McClafferty’s view was straightforward. Leadership has to bring people along, not just push adoption from the top. If employees see AI as something being done to them, the rollout slows. If they understand where it helps and where it does not, momentum is easier to keep.
Toon addressed the job anxiety directly, which is more useful than pretending it is not there. If AI can already handle parts of process-driven work, ignoring that fact does not protect the role. It only delays the adjustment. People do adapt, but only if the organisation gives them enough room to experiment, learn, and build confidence with the tools.
That is where culture stops being a poster and becomes operating reality. AI adoption is not a software purchase. It is a shift in how people judge work, ownership, and capability.
The organisations that win will run AI like a portfolio
The most effective teams are not the ones with the biggest number of pilots. They are the ones that can connect use cases, governance, experimentation, and people into one operating system.
Subsea7’s model shows the shape of that.

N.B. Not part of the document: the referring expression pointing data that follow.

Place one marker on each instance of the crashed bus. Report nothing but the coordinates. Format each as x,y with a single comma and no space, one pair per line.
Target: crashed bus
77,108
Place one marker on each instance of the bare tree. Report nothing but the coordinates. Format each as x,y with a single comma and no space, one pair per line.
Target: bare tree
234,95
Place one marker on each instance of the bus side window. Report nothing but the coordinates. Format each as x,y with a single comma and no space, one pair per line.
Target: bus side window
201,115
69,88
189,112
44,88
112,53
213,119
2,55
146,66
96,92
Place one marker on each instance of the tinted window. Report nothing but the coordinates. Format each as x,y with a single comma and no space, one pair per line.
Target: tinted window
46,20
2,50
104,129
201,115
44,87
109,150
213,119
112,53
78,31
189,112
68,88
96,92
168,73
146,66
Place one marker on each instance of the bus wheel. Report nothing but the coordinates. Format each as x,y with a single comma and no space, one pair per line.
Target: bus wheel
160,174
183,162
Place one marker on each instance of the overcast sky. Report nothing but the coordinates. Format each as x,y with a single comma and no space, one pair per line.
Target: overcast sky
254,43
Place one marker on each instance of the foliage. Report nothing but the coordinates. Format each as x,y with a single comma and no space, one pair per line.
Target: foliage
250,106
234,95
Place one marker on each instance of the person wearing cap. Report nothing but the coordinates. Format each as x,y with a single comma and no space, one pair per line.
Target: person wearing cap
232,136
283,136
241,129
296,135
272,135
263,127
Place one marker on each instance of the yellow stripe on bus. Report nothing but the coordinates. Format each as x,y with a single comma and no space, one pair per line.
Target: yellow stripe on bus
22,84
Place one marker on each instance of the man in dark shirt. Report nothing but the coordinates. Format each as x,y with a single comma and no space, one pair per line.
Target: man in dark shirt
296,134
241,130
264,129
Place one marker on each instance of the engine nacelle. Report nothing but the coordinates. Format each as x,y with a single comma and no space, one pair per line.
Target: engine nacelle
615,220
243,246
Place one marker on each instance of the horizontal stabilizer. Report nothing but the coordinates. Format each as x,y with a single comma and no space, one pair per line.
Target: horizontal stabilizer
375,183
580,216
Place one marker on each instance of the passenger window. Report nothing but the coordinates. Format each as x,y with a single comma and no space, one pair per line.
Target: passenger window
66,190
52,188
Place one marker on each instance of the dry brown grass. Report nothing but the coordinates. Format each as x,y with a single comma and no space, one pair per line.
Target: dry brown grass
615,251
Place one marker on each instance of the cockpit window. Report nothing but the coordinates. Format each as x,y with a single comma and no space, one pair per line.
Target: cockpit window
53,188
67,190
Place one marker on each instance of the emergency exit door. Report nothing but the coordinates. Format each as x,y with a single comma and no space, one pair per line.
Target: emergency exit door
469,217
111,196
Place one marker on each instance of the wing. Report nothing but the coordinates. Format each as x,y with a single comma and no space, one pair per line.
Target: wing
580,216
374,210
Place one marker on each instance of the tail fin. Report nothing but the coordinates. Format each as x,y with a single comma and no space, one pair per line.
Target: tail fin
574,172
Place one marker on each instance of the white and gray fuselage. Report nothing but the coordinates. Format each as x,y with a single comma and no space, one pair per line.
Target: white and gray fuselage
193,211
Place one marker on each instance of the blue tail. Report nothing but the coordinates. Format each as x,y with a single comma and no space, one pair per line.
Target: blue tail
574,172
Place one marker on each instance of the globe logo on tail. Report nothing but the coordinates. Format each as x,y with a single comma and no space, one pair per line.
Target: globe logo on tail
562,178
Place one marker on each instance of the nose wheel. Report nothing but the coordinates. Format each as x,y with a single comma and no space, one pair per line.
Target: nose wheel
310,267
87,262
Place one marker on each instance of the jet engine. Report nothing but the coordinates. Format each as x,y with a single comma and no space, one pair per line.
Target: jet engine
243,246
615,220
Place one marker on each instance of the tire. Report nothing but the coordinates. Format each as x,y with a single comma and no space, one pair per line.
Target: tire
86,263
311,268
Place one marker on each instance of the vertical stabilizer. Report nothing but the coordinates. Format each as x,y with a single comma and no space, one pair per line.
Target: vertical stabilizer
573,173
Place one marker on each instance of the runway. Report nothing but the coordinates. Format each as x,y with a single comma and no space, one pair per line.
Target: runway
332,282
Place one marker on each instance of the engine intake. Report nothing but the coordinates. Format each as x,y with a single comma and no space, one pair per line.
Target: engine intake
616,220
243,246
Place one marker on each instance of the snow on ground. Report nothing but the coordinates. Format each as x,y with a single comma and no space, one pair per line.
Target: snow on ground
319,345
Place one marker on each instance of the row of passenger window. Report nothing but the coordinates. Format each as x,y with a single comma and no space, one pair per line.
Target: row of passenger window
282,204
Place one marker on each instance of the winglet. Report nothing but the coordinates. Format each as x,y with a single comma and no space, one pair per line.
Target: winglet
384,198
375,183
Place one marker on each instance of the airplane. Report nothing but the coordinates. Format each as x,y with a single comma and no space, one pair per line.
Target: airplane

A small core team drives work across the business. A wider stakeholder group helps assess and prioritise. The company keeps just enough structure to move fast without losing control. HLB takes a similar line, using clear frameworks for tool selection, data handling, risk, compliance, and training rather than trying to control every move from the centre.
That balance matters. Too much experimentation creates noise. Too much governance creates inertia. Put the two together properly and AI starts to look less like a shiny add-on and more like a portfolio of working bets.
The companies that get there first will not be the ones with the flashiest demos. They will be the ones that know which problems matter, can test ideas quickly, and have the discipline to turn the useful ones into production. That is the unglamorous part. It is also the only part that pays.